Another development making 8-socket servers less attractive is the advent of multi-core chips. We're not far from the day when you'll be able to buy a 4-socket, 4-core server, yielding 16 cores on a single motherboard with no custom bridging hardware. Just getting enough memory bandwidth to that many processors is an engineering feat.
Hyperthreading ups the ante even further. If you're not familiar with hyperthreading, it's not some slight-of-hand like multi-tasking that only makes it look like multiple threads are running at the same time. Modern processors have multiple parallel instruction processing pipelines. Unfortunately, dependencies in the instruction stream mean that lots of that parallel processing power goes wasted. Hyperthreading is able to use that redundant hardware more effectively because the threads are independent. (For an excellent introduction to hyperthreading, see this introduction at Ars Technica.)
Not only do the sockets contain multiple cores, but those cores are, in many cases, hyperthreaded. Right now, 2-way hyperthreading is the norm, potentially giving a single socket the power of a 8-way SMP machine for properly threaded applications (more on this later). It's likely that by 2010 we'll see chips from Intel and AMD that can support up to 512 parallel threads in a single socket through the use of multiple cores and hyperthreading.

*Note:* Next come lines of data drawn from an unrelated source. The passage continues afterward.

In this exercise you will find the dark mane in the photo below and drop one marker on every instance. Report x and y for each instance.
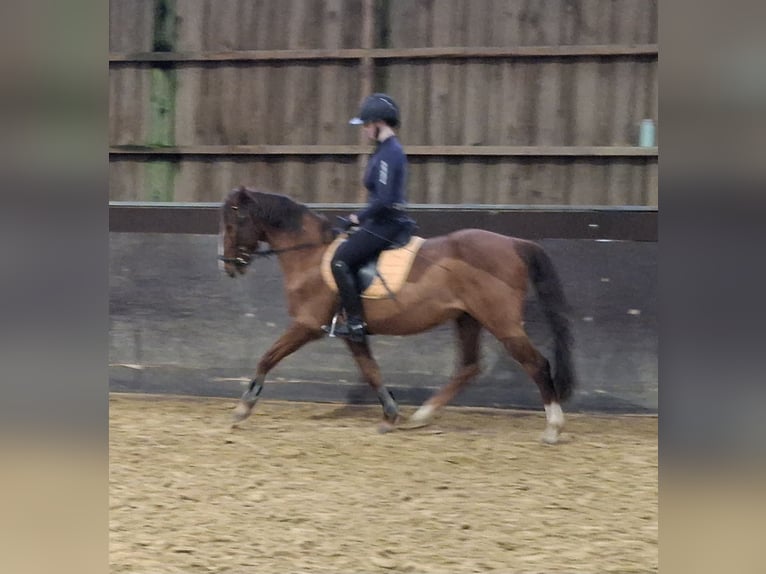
(276, 210)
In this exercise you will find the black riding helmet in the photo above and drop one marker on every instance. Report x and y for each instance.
(377, 107)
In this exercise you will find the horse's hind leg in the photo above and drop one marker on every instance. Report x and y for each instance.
(371, 373)
(468, 330)
(520, 347)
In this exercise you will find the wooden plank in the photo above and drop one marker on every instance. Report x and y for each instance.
(331, 150)
(585, 51)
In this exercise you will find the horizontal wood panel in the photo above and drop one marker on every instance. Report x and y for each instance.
(491, 180)
(341, 150)
(531, 223)
(392, 54)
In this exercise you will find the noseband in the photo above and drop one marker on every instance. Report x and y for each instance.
(244, 256)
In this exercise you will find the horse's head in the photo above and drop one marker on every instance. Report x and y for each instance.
(240, 232)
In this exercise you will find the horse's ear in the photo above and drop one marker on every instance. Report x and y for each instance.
(241, 194)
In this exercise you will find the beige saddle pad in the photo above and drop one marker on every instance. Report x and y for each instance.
(393, 264)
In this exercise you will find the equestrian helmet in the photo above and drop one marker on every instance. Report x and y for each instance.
(377, 107)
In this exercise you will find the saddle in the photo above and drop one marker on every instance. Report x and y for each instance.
(383, 275)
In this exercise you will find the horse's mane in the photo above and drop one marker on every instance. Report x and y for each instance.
(277, 210)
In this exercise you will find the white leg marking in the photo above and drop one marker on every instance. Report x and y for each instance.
(220, 250)
(555, 418)
(423, 415)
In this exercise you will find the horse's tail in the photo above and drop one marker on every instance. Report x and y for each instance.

This raises an interesting question: how do you make use of that processing power? I'm not asking what will we do with it, so much as how will we write applications that are threaded in ways that take advantage of the architecture. Humans are notoriously bad at writing parallel code and automatically extracting parallelism from otherwise sequential algorithms is difficult as well. I see a few possibilities:
- Virtualization gives us the ability to split a 512-thread server up into lots of little servers, making the parallel decomposition more manageable. For example, virtualization would allow us to put one of today's multi-tiered Web applications on a single chip while maintaining the illusion that we're managing individual boxes with their own OS. As I wrote a few weeks ago, Intel and AMD are both working on putting virtualization primitives in the chip, potentially making virtual servers a standard feature on every box you buy.
- Application servers (like jBoss or Weblogic) support a development model in which programmers develop threadless code and the app server manages the threads. That simplifies the point too much, perhaps, but I think having that much parallel processing power on a single chip might make app servers much more important for developing applications. There are continuing debates about whether app servers add more complexity than their worth, but that might be because we haven't met many problems large enough to require them--yet. In the early 60's programmers scoffed at the idea of operating systems as being "needlessly complex;" that idea is ludicrous today.

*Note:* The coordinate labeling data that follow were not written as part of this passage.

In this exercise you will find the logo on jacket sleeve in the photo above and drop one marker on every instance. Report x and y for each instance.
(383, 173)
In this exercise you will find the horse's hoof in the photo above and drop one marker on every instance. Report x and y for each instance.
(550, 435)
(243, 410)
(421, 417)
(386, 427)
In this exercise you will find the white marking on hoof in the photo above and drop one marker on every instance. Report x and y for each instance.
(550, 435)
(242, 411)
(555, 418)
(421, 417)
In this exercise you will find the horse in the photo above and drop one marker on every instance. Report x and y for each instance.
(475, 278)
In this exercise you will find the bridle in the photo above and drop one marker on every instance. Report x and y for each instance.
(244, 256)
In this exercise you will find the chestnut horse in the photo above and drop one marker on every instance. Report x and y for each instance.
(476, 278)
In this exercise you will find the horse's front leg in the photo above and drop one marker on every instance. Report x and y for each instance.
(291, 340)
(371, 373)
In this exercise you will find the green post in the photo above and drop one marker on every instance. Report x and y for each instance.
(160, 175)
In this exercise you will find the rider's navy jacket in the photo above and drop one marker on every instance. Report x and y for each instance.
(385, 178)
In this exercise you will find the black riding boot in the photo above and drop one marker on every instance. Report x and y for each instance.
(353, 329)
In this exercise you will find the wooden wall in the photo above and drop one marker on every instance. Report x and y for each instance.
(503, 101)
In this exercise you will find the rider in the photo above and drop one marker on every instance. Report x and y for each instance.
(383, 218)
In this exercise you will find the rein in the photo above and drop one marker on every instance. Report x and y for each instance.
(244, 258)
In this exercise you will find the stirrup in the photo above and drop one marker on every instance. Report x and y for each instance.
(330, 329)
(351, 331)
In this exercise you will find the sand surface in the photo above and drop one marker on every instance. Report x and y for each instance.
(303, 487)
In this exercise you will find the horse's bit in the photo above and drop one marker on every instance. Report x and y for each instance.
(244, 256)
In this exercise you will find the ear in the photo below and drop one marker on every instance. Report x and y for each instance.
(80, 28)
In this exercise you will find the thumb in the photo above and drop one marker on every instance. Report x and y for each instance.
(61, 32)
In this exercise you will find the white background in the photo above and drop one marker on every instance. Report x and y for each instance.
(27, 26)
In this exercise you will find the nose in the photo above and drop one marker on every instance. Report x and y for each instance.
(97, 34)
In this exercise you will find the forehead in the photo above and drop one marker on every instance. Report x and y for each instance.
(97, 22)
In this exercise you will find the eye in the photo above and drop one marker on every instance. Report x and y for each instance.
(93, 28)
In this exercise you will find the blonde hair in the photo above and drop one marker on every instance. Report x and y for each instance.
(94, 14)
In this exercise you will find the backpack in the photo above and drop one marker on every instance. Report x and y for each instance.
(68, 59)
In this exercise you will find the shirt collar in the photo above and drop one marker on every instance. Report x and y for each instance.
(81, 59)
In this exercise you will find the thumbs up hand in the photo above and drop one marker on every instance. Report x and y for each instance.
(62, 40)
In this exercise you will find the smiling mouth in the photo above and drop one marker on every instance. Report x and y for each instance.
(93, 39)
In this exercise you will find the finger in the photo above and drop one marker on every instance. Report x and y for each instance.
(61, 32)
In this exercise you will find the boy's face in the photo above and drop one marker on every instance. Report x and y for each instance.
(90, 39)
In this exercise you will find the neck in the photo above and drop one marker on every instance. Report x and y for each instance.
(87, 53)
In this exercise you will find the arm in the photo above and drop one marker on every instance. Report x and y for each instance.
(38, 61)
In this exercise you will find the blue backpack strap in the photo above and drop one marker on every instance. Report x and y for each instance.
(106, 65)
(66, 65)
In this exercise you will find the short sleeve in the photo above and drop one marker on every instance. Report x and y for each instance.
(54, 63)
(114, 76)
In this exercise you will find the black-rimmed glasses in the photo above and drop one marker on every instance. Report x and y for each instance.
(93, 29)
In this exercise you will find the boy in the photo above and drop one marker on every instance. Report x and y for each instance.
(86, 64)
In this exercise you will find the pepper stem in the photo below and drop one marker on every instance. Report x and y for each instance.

- It's tough to see how you'll use that much parallelism on the desktop. I just counted the number of processes running on my Powerbook: 76. Give each it's own thread and you've still got lots of power left over. But I think we'll see new ways spring up of using the parallelism. Just over lunch today I was chatting with one of my colleagues about some of his research that uses massive parallelism to create user interfaces that have embedded machine learning for responding to user inputs.
And, there are things we've hardly been able to imagine. One thing's for sure: applications that require a supercomputer today will be runnable on a desktop in 5-7 years. I can hardly wait.